In mijn vorige leven als journalist van de opinieweekbladen, was alcoholisme een vast gegeven. In het restaurant naast het mediaconcern werd elke middag een stamtafel ingedekt waar zo’n 20 collega’s aanschoven.
Van management tot advertentieverkoper. Zo rond half 3 stonden de eersten wat onzeker op en waggelden dan richting het hoofgebouw. Ik vond dat toen al merkwaardig maar het kon nog gekker. Ooit kwam een collega op zijn tweede werkdag zich - tot hilariteit van de rest - voor-stellen, wat hij de dag ervoor ook al had gedaan.

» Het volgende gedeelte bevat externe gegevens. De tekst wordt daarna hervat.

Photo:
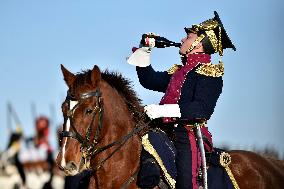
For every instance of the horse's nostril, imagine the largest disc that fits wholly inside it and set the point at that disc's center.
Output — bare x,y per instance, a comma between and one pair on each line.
71,166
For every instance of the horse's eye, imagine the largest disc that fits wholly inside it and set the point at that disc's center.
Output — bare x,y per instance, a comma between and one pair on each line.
89,111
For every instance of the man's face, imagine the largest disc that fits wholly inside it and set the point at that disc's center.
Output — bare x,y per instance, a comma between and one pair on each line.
187,42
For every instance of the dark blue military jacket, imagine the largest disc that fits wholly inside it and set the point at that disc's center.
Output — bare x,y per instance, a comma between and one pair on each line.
199,93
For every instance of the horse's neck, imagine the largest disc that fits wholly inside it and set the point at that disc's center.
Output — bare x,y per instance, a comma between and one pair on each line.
118,123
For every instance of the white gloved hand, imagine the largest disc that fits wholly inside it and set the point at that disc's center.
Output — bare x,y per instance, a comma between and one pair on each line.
167,110
141,57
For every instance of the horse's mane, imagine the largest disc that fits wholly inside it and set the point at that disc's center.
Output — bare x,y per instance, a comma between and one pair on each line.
118,82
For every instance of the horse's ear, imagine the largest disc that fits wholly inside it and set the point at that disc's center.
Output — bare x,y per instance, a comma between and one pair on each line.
68,76
95,76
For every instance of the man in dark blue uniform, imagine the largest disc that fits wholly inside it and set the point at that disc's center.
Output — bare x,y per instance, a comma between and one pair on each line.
191,93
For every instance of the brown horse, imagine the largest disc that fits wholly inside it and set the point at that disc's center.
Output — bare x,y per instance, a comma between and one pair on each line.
100,118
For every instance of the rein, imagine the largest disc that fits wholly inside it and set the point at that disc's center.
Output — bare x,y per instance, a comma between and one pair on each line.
89,148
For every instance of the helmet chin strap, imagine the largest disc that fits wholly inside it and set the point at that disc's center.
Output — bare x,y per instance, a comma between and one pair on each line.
195,43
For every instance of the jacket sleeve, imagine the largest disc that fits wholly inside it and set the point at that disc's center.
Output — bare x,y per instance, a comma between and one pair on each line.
205,94
150,79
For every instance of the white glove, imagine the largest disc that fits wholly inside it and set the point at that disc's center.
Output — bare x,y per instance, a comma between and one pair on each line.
141,57
167,110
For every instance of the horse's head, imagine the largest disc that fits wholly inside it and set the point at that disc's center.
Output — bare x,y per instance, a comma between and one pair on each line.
82,112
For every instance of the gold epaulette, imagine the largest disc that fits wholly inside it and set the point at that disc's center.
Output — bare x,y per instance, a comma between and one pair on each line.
173,69
213,70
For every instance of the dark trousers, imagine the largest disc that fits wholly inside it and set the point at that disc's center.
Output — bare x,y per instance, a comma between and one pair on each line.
183,158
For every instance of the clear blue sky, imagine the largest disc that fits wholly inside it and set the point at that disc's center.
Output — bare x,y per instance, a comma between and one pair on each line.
37,36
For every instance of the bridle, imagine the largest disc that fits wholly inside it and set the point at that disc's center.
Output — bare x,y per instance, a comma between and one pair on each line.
90,148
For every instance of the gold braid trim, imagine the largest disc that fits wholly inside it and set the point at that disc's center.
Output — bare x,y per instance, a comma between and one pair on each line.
213,39
212,70
230,174
173,69
149,148
225,160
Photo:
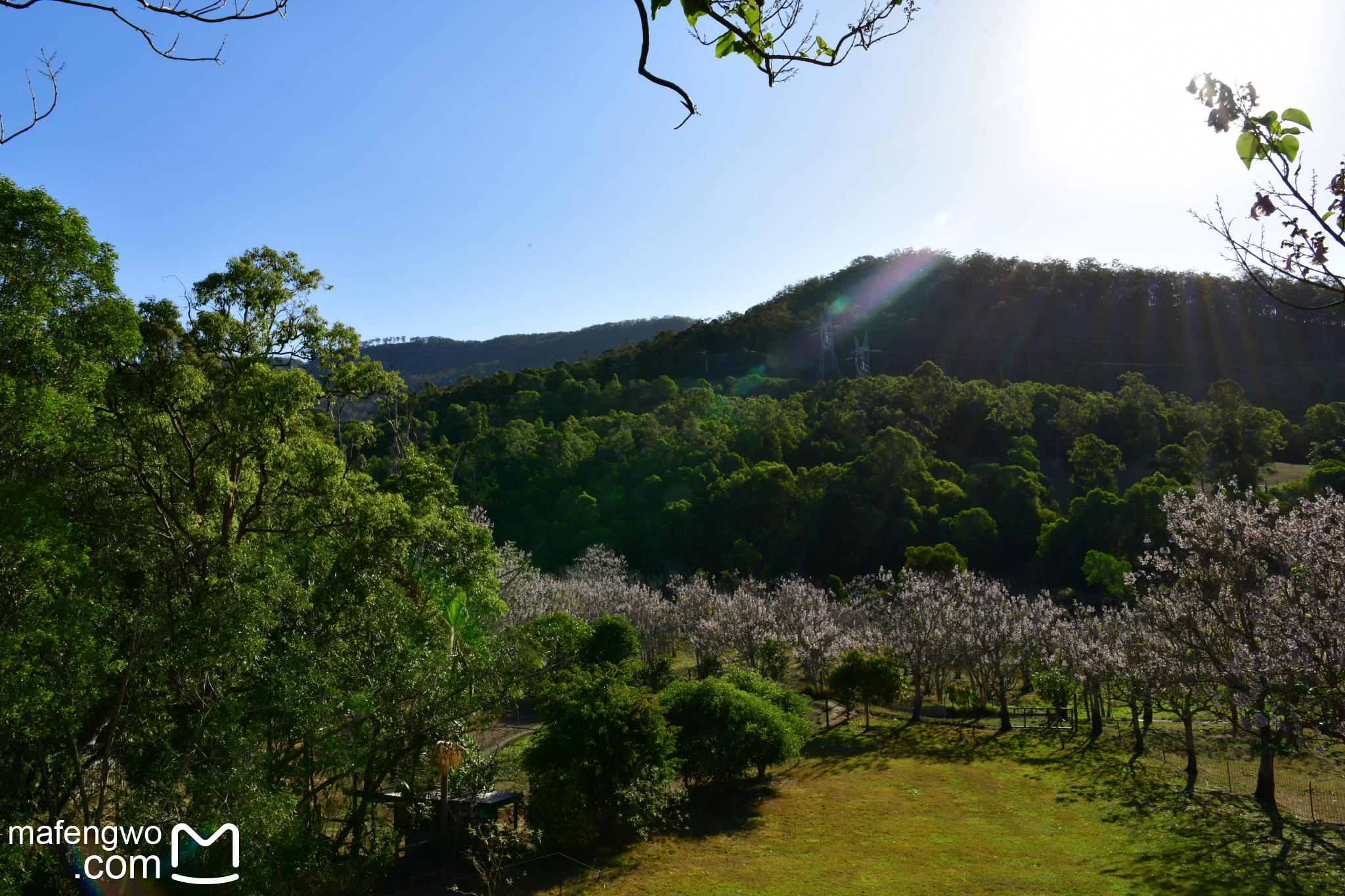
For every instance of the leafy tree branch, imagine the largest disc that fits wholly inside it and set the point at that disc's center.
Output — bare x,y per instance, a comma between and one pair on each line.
1302,206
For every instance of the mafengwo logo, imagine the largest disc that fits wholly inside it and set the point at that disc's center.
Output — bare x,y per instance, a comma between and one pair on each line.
118,867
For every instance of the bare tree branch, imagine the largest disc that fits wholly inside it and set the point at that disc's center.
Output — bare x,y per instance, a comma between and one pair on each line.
770,34
776,56
50,74
209,12
1301,257
645,56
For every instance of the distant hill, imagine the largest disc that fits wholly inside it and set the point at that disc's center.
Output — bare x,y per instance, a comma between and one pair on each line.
444,360
1005,319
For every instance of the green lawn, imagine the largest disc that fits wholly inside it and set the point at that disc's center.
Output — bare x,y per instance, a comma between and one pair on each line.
929,809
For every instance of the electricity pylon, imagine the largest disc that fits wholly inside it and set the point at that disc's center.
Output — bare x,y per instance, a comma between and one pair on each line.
827,366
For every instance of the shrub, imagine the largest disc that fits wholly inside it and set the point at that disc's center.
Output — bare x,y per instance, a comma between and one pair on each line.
864,677
942,559
774,658
724,730
602,763
613,641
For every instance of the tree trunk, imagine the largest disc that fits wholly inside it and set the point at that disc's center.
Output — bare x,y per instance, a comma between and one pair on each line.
1095,708
1136,729
1266,781
1266,773
1187,717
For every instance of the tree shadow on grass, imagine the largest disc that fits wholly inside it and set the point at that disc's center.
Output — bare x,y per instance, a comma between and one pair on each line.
1208,844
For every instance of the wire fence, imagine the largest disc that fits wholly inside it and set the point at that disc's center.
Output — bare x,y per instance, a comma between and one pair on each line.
1308,797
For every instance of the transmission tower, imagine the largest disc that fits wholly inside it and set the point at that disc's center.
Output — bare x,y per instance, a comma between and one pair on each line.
827,366
861,356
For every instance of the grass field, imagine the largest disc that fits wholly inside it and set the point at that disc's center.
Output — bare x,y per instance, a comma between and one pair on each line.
931,809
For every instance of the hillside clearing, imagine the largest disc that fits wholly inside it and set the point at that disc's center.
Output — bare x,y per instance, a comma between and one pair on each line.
935,811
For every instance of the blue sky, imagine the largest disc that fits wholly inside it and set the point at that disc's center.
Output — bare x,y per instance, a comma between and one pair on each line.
456,171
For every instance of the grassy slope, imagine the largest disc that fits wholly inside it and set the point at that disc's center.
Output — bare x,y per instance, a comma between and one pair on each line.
919,811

Je kon leunen tegen zijn kegel. Toch kreeg dan zo’n man een klap op zijn schouder en gingen we over tot de orde van de dag.

Gelukkig hebben dat soort excessen zich bij mijn weten bij a.s.r. nooit afgespeeld. Maar het kost het bedrijf geld omdat mensen met verslaving slechter, dan wel helemaal niet, functioneren. Dus ik begrijp maar al te goed dat we daar aandacht aan besteden.
Afgelopen maandag vroeg mijn leidinggevende hoe mijn weekend was geweest. Ik had het idee dat hij heel dicht bij me kwam staan. En het leek wel of hij een paar keer snoof alsof hij iets dacht te ruiken. Het kan zijn dat ik me dat inbeeld, maar toch...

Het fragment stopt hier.